Depuis samedi soir, Renato Ruggiero n’est plus ministre des Affaires étrangères de l’Italie. Au-delà de la démission d’un ministre important, c’est une crise gouvernementale que doit affronter le pays. Une crise ressentie violemment par la presse de dimanche dont les grands titres, de La Stampa au Corriere en passant par La Repubblica, dénoncent avec une belle unanimité l’isolement où Berlusconi conduit l’Italie.

Ancien patron de l’OMC, Ruggiero était une figure singulière au sein du gouvernement italien. Personnalité de stature internationale, il ne s’est jamais présenté au suffrage des électeurs. C’est officiellement en qualité de «technicien» qu’il fut nommé aux Affaires étrangères.
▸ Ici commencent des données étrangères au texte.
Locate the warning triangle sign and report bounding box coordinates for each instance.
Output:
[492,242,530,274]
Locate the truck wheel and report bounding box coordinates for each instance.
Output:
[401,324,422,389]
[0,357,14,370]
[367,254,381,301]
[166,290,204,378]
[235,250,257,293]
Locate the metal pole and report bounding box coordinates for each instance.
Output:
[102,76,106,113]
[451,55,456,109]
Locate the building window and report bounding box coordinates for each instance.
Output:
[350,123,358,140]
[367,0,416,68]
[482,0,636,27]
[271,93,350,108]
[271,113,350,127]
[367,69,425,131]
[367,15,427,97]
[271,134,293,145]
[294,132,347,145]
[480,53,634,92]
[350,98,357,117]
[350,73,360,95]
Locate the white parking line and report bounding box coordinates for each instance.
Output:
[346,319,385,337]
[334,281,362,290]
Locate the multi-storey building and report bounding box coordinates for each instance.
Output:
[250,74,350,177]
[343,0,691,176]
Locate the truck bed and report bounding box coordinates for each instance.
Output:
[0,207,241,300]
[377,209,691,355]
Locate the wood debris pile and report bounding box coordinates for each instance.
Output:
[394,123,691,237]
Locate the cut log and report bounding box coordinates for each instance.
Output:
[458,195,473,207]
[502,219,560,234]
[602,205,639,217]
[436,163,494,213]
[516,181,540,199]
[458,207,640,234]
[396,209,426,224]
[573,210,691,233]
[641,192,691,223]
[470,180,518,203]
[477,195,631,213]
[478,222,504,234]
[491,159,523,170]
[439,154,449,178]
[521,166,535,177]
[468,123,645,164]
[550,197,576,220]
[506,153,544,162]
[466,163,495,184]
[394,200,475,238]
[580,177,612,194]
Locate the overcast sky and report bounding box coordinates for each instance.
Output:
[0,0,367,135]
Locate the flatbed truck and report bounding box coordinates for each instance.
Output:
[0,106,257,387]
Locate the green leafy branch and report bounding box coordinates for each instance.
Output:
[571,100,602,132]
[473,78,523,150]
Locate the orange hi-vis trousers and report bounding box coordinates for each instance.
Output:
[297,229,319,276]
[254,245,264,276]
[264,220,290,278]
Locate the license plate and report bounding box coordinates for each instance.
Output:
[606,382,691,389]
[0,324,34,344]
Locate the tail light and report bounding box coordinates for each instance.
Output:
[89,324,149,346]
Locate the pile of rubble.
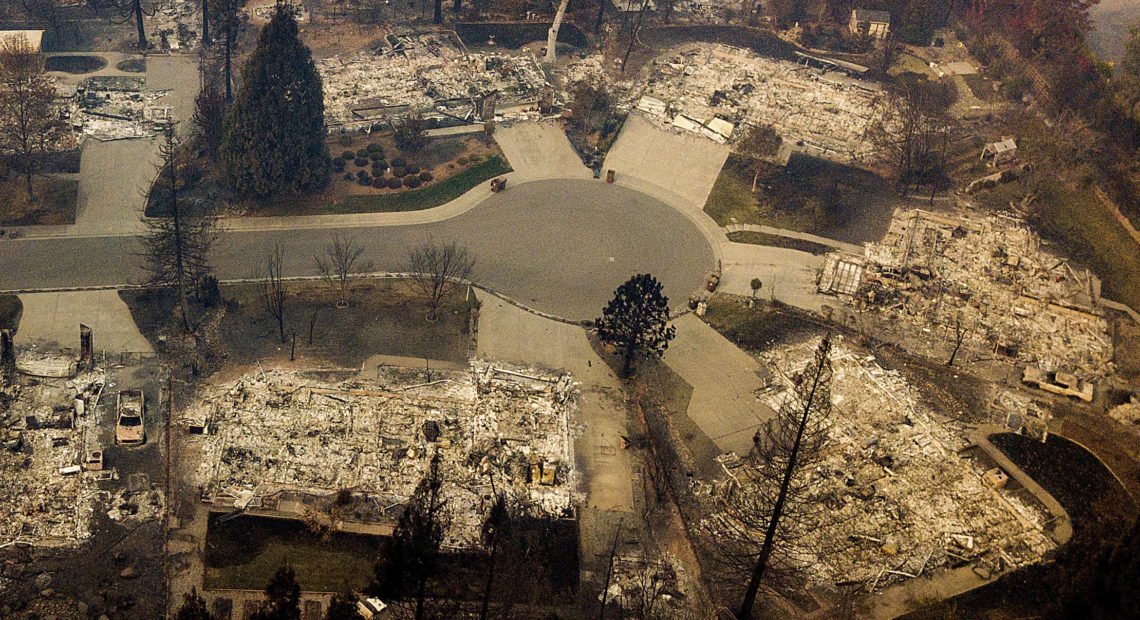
[636,43,884,155]
[0,364,107,546]
[186,364,577,548]
[317,33,547,127]
[67,76,172,140]
[698,338,1057,590]
[819,210,1113,381]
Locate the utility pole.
[544,0,570,65]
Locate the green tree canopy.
[221,6,331,198]
[596,274,676,376]
[252,565,301,620]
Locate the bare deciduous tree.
[405,237,475,320]
[312,235,373,308]
[0,34,56,198]
[946,312,970,366]
[719,336,831,618]
[260,242,288,344]
[139,128,218,332]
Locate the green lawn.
[0,295,24,329]
[262,155,512,215]
[728,230,834,254]
[0,176,79,226]
[205,516,382,592]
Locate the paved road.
[0,179,714,320]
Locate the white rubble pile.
[193,362,578,548]
[821,210,1113,381]
[703,338,1056,588]
[70,78,170,141]
[317,33,547,124]
[635,43,884,155]
[0,369,105,546]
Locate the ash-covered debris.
[0,362,106,546]
[191,362,578,548]
[819,210,1113,382]
[317,32,547,127]
[697,338,1057,589]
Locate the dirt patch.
[43,56,107,73]
[115,58,146,73]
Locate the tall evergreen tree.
[221,5,331,198]
[251,565,301,620]
[595,274,676,376]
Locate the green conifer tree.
[221,5,331,198]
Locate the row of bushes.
[344,170,433,189]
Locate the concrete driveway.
[495,122,594,179]
[16,291,154,353]
[0,179,715,320]
[604,113,728,211]
[662,313,775,456]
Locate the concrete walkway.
[495,122,594,179]
[603,113,730,211]
[662,313,775,456]
[16,291,154,353]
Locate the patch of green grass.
[0,176,79,226]
[262,155,512,215]
[728,230,834,255]
[205,516,382,592]
[1033,186,1140,309]
[701,294,817,351]
[705,162,771,226]
[0,295,24,329]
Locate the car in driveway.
[115,390,146,446]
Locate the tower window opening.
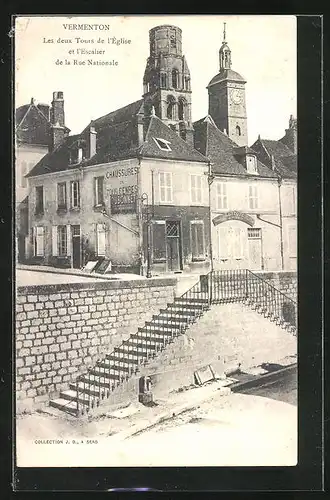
[160,73,167,88]
[178,99,185,120]
[172,69,179,89]
[166,96,176,120]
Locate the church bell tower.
[143,25,193,145]
[207,23,248,146]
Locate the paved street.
[109,366,297,466]
[16,269,106,286]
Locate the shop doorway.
[71,225,82,269]
[166,221,182,271]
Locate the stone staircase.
[50,270,296,416]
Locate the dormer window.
[246,155,258,174]
[153,137,172,151]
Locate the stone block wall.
[16,278,176,411]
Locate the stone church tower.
[207,23,248,146]
[143,25,193,145]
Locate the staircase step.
[69,383,111,398]
[60,389,92,406]
[131,333,169,345]
[49,398,78,417]
[167,299,206,311]
[97,359,134,373]
[159,306,197,317]
[174,297,209,305]
[106,351,140,365]
[123,339,159,351]
[142,321,181,337]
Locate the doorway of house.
[166,220,182,271]
[71,225,81,269]
[248,228,263,271]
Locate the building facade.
[27,25,296,275]
[15,93,69,262]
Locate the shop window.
[94,176,104,207]
[159,172,173,203]
[152,221,166,263]
[249,186,259,210]
[96,224,106,257]
[35,186,44,215]
[70,181,80,209]
[57,182,67,210]
[33,226,45,257]
[190,175,202,203]
[57,226,68,257]
[190,221,205,261]
[217,182,228,210]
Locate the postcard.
[14,15,298,467]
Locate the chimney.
[87,125,97,158]
[137,115,144,146]
[270,155,276,170]
[50,91,67,151]
[281,115,297,154]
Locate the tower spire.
[219,23,231,71]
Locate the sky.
[15,15,297,145]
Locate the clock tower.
[207,23,248,146]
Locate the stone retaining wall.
[16,278,176,411]
[255,271,298,302]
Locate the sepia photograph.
[13,15,298,467]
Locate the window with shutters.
[190,220,205,261]
[96,224,106,257]
[190,175,202,204]
[287,186,296,215]
[94,176,104,207]
[249,185,259,210]
[219,227,244,259]
[159,172,173,203]
[34,226,45,257]
[57,182,67,210]
[21,161,27,188]
[152,221,166,263]
[217,182,228,210]
[70,181,80,209]
[35,186,44,215]
[57,226,68,257]
[288,226,297,258]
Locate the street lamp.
[140,193,152,278]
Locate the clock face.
[231,89,243,104]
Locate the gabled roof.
[28,99,208,177]
[194,115,276,178]
[140,116,208,162]
[15,99,50,146]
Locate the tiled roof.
[140,116,208,162]
[16,101,50,146]
[28,99,207,177]
[194,116,276,178]
[260,139,294,158]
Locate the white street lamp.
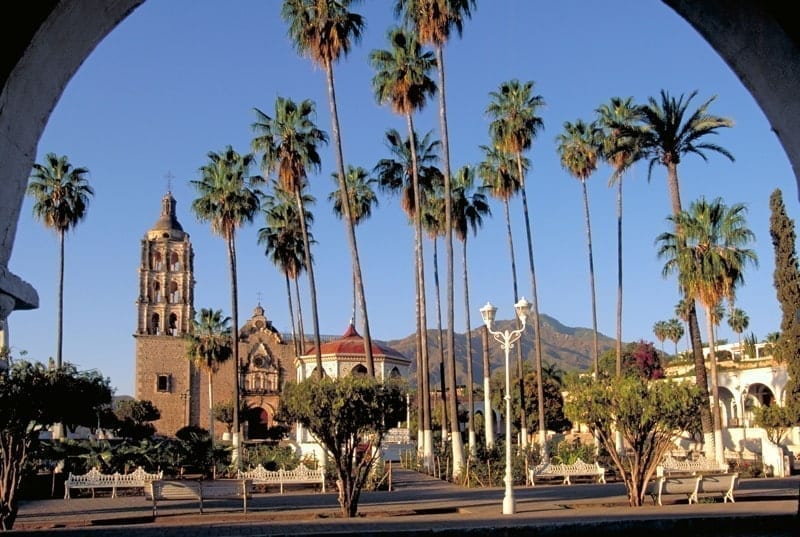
[481,298,531,515]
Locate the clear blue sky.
[4,0,798,394]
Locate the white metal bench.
[150,479,251,518]
[238,463,325,494]
[648,473,739,505]
[64,466,163,500]
[656,457,728,476]
[528,459,606,486]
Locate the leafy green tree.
[277,375,405,518]
[653,321,669,351]
[614,90,734,450]
[281,0,375,376]
[556,119,603,374]
[667,318,684,357]
[191,146,264,464]
[486,79,547,457]
[0,360,112,531]
[114,400,161,441]
[395,0,477,479]
[328,165,378,322]
[565,375,703,507]
[252,97,324,375]
[755,401,796,444]
[187,308,233,441]
[258,181,316,356]
[656,198,758,461]
[369,28,438,468]
[595,97,642,378]
[452,166,491,453]
[769,189,800,423]
[27,153,94,367]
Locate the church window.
[156,375,171,392]
[150,252,162,270]
[169,281,181,304]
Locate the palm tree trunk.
[225,229,242,468]
[284,274,300,357]
[432,236,447,450]
[706,305,725,463]
[667,163,714,448]
[56,231,64,369]
[503,199,528,448]
[481,325,494,448]
[436,44,464,479]
[517,153,550,462]
[406,112,433,469]
[581,179,599,377]
[614,173,624,455]
[206,368,214,445]
[325,60,375,378]
[292,276,306,356]
[461,235,475,455]
[294,186,325,378]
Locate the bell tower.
[133,191,199,435]
[136,192,194,336]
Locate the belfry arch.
[0,0,800,336]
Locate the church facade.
[134,192,294,439]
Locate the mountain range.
[384,314,616,388]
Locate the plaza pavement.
[13,470,800,537]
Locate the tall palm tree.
[478,144,528,444]
[374,129,442,461]
[252,97,328,376]
[451,166,492,454]
[395,0,477,478]
[369,28,438,464]
[27,153,94,369]
[656,198,758,461]
[557,119,602,376]
[328,164,378,326]
[188,308,233,440]
[191,146,264,467]
[257,181,315,356]
[486,79,547,452]
[667,318,683,357]
[595,97,642,382]
[420,182,455,449]
[616,90,733,452]
[281,0,375,377]
[728,308,750,352]
[653,321,669,352]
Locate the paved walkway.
[14,470,800,537]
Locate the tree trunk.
[706,305,725,463]
[436,44,464,479]
[461,235,475,455]
[325,61,375,378]
[481,325,494,448]
[406,113,433,469]
[517,153,550,462]
[294,186,325,378]
[667,163,714,440]
[225,228,242,468]
[581,179,599,377]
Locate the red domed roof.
[304,323,409,361]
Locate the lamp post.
[481,298,531,515]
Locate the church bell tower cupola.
[136,192,194,337]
En réalité, sa participation au cabinet Berlusconi symbolisait l’alliance entre les vieilles dynasties capitalistes comme les Agnelli et les forces émergentes, affairistes à la Berlusconi ou populistes à la Bossi.

Le fait que, malgré les attaques venues tant du camp de Berlusconi que de celui de Bossi, le ministre ait été soutenu par Alliance nationale (les postfascistes de Gianfranco Fini) montre bien que Ruggiero faisait le lien entre le vieux et le neuf, entre l’ancienne société italienne et la nouvelle. Que la nouvelle ait gagné de cette manière, et aussi rapidement, fait plutôt froid dans le dos. Ce succès annonce l’arrivée inéluctable d’un «régime» Berlusconi. A moins que ses adversaires se reprennent et lancent une contre-offensive civique et politique.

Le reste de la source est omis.